Thursday 20 October 2011

Spelling is not my forte

When I was growing up I had real trouble with spelling.  I could not do it.  I had real trouble with getting my b’s and d’s round the right way.  And I guess I am just in too much of a hurry to get what I want to say down to be too worried about how it’s spelt.

But there is one incident from my childhood that sticks with me.  Part of my craziness is that I still feel guilt about stuff that happened a long time ago, half the time when I am not even to blame or did nothing wrong.  Maybe guilt is not the right word, but I am still affected by these happenings.

When I was about 7 or 8, I was in Mr Allen’s class.  He was very strict but fair and he went to school with my Dad.  I really liked him as a teacher.  But I just could not learn to spell.  Each week, just I imagine, like every other class in the world, we had to learn 10 spelling words.  One week I was having trouble with a particular word, I can’t even remember what the word was.  My Mum must have been so very frustrated with me, my sister could spell perfectly and I really could not.
 
Anyway the afternoon of the test came around, and I was very nervous, I was sure that I had learnt this word finally.  But in the spelling test, it was not called out.  I was upset as I had worked so hard.  So I wrote it on the page below the test just to prove to myself that I could spell it.  But when I handed my book into my teacher, he accused me of putting it there before the test so that if it was called out that I could cheat.  I was really upset, cause not only was a teacher that I really liked, accusing me of cheating, but was not willing to hear what I had to say.  And I had worked so hard.

I remember that afternoon when my Mum came to pick me up, her asking me what was wrong and I didn’t say anything, but making myself scarce when Mr Allen came to chat with the Mums.  I have no idea if he told her or not, but I don’t remember any punishment at school or at home.  But I felt bad that I had been accused of something that I did not do.

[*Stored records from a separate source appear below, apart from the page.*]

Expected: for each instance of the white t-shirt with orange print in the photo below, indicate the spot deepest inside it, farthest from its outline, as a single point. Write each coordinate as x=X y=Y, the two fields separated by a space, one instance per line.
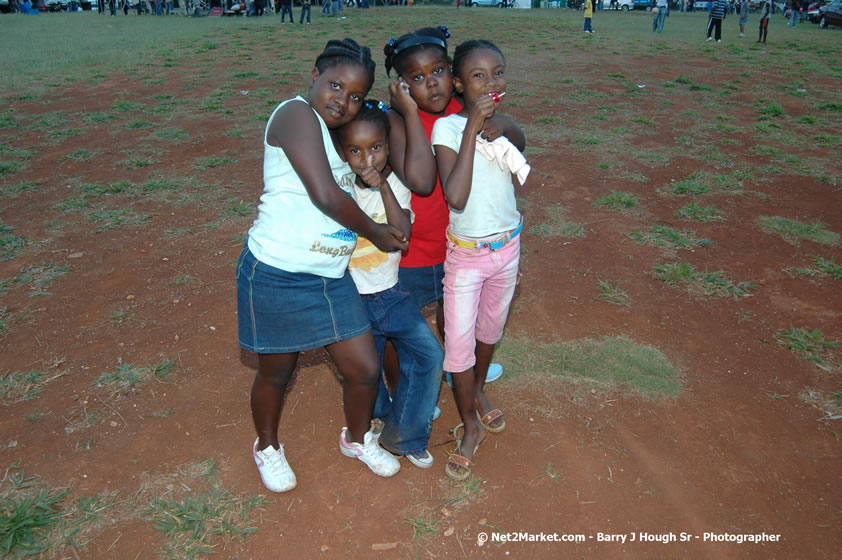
x=373 y=270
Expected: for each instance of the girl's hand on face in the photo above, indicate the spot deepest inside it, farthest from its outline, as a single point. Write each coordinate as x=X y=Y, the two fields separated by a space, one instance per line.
x=388 y=238
x=482 y=109
x=370 y=175
x=491 y=131
x=400 y=99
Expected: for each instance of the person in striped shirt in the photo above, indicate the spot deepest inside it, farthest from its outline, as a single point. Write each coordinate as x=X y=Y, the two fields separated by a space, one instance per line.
x=717 y=14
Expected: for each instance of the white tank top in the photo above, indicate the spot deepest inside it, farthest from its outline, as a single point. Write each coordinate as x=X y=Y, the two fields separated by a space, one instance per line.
x=290 y=233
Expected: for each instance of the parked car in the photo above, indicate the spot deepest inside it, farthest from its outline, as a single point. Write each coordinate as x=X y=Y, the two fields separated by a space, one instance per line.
x=624 y=5
x=491 y=3
x=831 y=14
x=57 y=5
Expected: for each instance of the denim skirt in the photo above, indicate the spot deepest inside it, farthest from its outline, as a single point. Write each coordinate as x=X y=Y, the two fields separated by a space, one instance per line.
x=279 y=312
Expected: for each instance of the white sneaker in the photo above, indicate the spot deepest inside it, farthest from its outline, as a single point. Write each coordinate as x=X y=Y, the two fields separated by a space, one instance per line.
x=375 y=457
x=423 y=460
x=273 y=467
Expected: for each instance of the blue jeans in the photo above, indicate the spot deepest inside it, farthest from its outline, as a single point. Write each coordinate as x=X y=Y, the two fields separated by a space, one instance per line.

These days, I use spell check quite a lot, and am a lot better at spelling.  I still have trouble getting what I want to say down the page fast enough, just like in real life when I can’t say what I want to say fast enough either.  The moral of this story is this – small kids will take what you say to heart and remember it 20 odd years on.  So be careful what you say and make sure that you hear them out.  Oh and that, really, after 20 odd years I should really be over this.